The Latest Video News from Haiti protests
The Haitian people have simply had enough and demonstrations against Céant and the countries President Jovenel Moise, will not end until he steps down, he is simply not trusted anymore and most see him as a corrupt despot lining his pockets with anything, he can steal from his downtrodden people, many of whom 60%, try to live on just $2.00 a day. This will be Prime Minister Jean-Henry Céant’s and the countries President legacy, and they both should be forced to wear this badge of shame for all to see for the rest of their living days.
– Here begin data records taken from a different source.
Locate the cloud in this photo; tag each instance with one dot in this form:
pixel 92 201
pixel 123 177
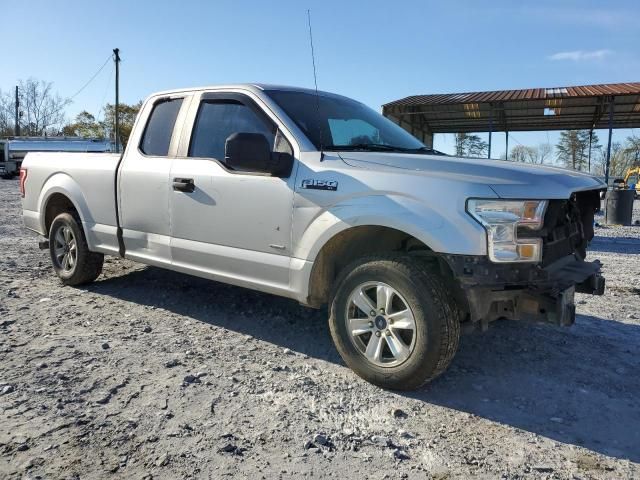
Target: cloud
pixel 581 55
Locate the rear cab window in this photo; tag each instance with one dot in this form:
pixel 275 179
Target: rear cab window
pixel 219 118
pixel 156 138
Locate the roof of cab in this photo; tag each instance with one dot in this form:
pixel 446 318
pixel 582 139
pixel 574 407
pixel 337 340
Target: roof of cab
pixel 255 87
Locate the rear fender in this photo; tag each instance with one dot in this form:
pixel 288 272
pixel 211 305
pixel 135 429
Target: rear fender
pixel 67 186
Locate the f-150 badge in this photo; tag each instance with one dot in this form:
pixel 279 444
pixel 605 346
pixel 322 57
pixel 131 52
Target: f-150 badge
pixel 320 184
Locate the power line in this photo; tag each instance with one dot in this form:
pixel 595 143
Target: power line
pixel 90 80
pixel 69 99
pixel 104 97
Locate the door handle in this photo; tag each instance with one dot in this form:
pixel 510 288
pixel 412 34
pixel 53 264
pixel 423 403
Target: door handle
pixel 184 185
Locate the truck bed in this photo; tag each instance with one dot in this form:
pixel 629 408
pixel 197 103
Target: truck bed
pixel 88 179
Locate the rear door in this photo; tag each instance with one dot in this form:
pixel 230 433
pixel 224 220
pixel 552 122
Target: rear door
pixel 144 186
pixel 233 226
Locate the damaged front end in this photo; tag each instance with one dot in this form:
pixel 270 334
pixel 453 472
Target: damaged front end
pixel 541 291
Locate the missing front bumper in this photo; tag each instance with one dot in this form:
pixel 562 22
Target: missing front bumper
pixel 528 293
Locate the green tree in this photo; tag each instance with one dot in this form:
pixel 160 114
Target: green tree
pixel 468 145
pixel 85 125
pixel 573 148
pixel 128 114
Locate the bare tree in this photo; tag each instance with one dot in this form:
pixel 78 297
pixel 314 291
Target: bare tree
pixel 41 109
pixel 6 115
pixel 521 153
pixel 544 152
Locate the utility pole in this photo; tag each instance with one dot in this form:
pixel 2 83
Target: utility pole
pixel 116 58
pixel 17 124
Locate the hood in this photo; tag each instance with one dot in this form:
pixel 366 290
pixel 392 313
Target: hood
pixel 508 179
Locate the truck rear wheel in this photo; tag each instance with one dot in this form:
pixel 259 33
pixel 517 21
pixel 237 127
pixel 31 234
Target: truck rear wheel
pixel 72 261
pixel 393 322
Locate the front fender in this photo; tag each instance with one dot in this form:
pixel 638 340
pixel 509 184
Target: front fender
pixel 453 233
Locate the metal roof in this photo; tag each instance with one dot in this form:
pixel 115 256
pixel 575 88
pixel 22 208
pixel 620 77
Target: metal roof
pixel 556 108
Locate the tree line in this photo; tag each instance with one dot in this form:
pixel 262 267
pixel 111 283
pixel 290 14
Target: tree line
pixel 574 150
pixel 42 113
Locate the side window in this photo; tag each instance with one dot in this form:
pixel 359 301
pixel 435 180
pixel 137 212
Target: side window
pixel 157 133
pixel 218 119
What do the Haitian demonstrators want?
The demonstrators will end the protests if, and only if, their President, Jovenel Moise, steps down and is then held accountable for his clear involvement in financial irregularities, concerning misappropriated development funds, from an oil deal worth $2bn, a deal signed between Caribbean countries and Venezuela, the PetroCaribe deal. Furthermore, the protesters want an end to soaring inflation which is causing horrendous hardships for an already starving nation.
What was Prime Minister Jean-Henry Céant response to the protesters demands?
He has, this Sunday said that he will not step down and leave the country in the “hands of armed gangs and drug traffickers,” but will cut government expenses and remove some of the perk’s government cronies currently have, such as petrol, telephones expenses and trips abroad, just to mention a few. He has also vowed to investigate alleged irregularities involving the PetroCaribe funding deal worth an estimated $2bn (£1.55bn).
What was the demonstrator’s response?
Quite clearly they do not either trust or believe a word this man says, so I am afraid that Haiti, a nation which was devastated by a powerful earthquake in 2010 resulting in the deaths of at least 200,000 people, then quickly followed in 2016, by Hurricane Michael, which not only destroyed most of the countries' infrastructure but killed a further 3,000 people.
Authors note I am afraid the good people of Haiti have been brought to their knees and have realized that now, they must stand together, not for their corrupt leaders’ sake, but for their own.